Enhabit leader Brandy

Branch Director Brandy A.

Use positivity whenever you can

In a field that deals with sick patients each day, Brandy says it’s easy to get caught in a slump, especially when grieving a patient.

To help her team keep their spirits up, she continuously looks for reasons to brag on her staff via positive emails or printing out patient satisfaction surveys. And she’s always looking for a reason to get everyone together and bring spirits up.

“Culture is my favorite thing,” Brandy said. “We look for reasons to party. You can get so caught up in the day to day of our industry. With my team, we are intentional about getting together and figuring out what we can do to get you out of a slump emotionally or mentally. I think it’s so important to build that relationship so everyone knows they aren’t alone and can rely on their coworkers.”

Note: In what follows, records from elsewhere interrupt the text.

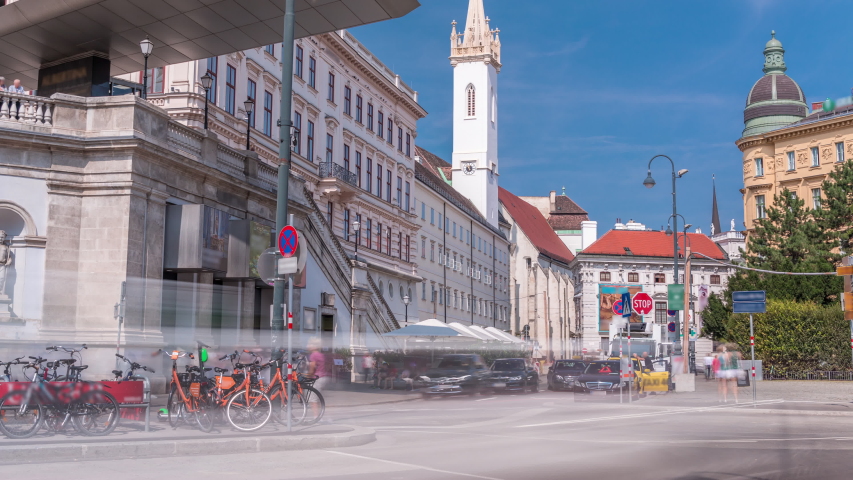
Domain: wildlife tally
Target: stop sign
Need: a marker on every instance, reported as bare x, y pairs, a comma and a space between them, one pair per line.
642, 303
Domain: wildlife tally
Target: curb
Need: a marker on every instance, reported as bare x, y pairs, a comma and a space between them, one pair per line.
30, 454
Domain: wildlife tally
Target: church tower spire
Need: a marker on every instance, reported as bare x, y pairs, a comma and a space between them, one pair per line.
475, 56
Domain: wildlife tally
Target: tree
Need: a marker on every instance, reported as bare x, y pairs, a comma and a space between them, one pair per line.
791, 239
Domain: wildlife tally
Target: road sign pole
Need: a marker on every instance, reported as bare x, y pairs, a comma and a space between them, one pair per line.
752, 347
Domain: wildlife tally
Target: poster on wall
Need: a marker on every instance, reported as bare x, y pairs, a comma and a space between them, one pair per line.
610, 304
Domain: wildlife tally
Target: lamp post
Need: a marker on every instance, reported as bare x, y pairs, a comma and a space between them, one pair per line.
649, 182
356, 227
147, 47
249, 105
206, 83
406, 303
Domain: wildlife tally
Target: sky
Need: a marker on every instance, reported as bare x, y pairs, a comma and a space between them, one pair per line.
590, 91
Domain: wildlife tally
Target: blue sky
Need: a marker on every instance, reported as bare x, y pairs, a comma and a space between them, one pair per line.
591, 90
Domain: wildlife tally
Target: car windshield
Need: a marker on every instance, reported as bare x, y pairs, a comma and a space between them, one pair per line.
455, 362
602, 368
569, 365
512, 364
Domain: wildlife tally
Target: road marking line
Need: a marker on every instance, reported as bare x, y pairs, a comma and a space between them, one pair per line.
412, 465
643, 415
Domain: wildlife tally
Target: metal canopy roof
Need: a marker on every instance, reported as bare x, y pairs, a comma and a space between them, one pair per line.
36, 33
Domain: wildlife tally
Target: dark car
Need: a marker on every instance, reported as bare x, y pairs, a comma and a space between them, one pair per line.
562, 375
513, 375
600, 378
455, 375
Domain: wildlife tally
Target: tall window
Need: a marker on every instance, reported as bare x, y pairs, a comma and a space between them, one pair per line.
346, 157
358, 109
309, 143
230, 89
156, 79
759, 207
408, 195
251, 93
268, 114
368, 232
298, 70
660, 313
358, 167
369, 174
347, 100
297, 131
212, 70
346, 224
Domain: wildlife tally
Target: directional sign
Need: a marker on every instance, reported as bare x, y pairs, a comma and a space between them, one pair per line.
626, 304
642, 303
288, 240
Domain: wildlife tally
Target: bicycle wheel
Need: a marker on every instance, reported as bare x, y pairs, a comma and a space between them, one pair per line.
17, 420
203, 415
316, 405
248, 411
96, 413
176, 408
279, 406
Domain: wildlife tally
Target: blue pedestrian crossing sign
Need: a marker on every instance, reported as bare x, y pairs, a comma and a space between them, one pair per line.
288, 240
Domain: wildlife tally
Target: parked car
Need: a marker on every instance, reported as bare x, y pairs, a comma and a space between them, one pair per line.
562, 375
600, 378
513, 375
455, 375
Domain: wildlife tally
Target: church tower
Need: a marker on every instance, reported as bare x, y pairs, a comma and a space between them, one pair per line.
475, 57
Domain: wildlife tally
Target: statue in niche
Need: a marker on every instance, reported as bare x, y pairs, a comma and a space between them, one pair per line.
5, 263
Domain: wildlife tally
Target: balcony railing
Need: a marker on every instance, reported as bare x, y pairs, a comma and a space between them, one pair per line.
333, 170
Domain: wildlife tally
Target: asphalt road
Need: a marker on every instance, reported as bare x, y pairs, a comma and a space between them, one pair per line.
535, 436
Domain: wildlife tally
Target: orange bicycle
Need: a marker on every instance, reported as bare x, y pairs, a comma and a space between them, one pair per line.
181, 404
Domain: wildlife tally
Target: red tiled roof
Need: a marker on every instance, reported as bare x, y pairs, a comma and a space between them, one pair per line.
535, 226
644, 243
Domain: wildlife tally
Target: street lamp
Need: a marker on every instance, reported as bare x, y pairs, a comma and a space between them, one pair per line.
356, 227
649, 182
406, 303
206, 83
249, 105
147, 47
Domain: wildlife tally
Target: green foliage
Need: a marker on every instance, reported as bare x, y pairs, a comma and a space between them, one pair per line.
795, 336
791, 238
715, 319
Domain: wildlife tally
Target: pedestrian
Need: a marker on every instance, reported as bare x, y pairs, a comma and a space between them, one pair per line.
16, 87
318, 366
367, 365
709, 363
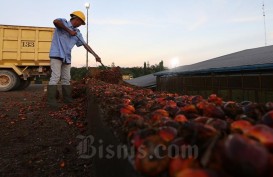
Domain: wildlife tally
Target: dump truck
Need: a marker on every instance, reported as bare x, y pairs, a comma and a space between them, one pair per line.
24, 55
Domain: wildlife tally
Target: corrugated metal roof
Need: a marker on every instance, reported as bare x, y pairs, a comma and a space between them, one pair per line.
250, 59
143, 81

Enhabit leader Brandy's team smiles after doing a team building event

Have empathy toward each person’s home life

While employees spend a large chunk of their day at work, they do return home to different environments, relationships and struggles. Caycee thinks one of the most important things a leader can do is remember that everyone has a separate home life that they need to take care of.

“My team knows that I am a mom myself and so I get the home life part,” she said. “I’ve got an open-door policy. They can always come to me about anything going on and share as much as they want. I am always going to be really receptive and supportive of their family or mental health needs.”

Along with empathy, flexibility is an important leadership trait to Carin. Because of her flexible leadership style, she sees that her team steps up for someone else when they need support because they trust they will do the same for them in the future.

“Sometimes, you have to break some of those stereotypes we all grew up with like having to give so much notice or not being able to take time off to take care of your family last minute,” she said. “But being flexible ultimately benefits the branch and our bottom line. There is a lot to be said for leading with flexibility and kindness.”

Breaking the mental health stigma through leadership at Enhabit

According to a study from the American Psychiatric Association, only 1 in 5 employees are completely comfortable discussing their mental health with their colleagues or supervisors.

To leaders like Caycee, it’s important to talk about mental health with their team and put yourself in each person’s shoes. Then, you can offer appropriate support while helping to break the stigma surrounding mental health.

“Leaders need to dig deep down to see if they were employees struggling with their mental health, how would they want to be approached to get help?” she said. “A lot of people don’t want to talk about mental health so it may be even as simple as checking in with your team and making them feel valued. Then, they know they have that support and can feel more comfortable opening up. But you have to not be afraid to talk about it to help break the stigma and spread the word about what resources are available.”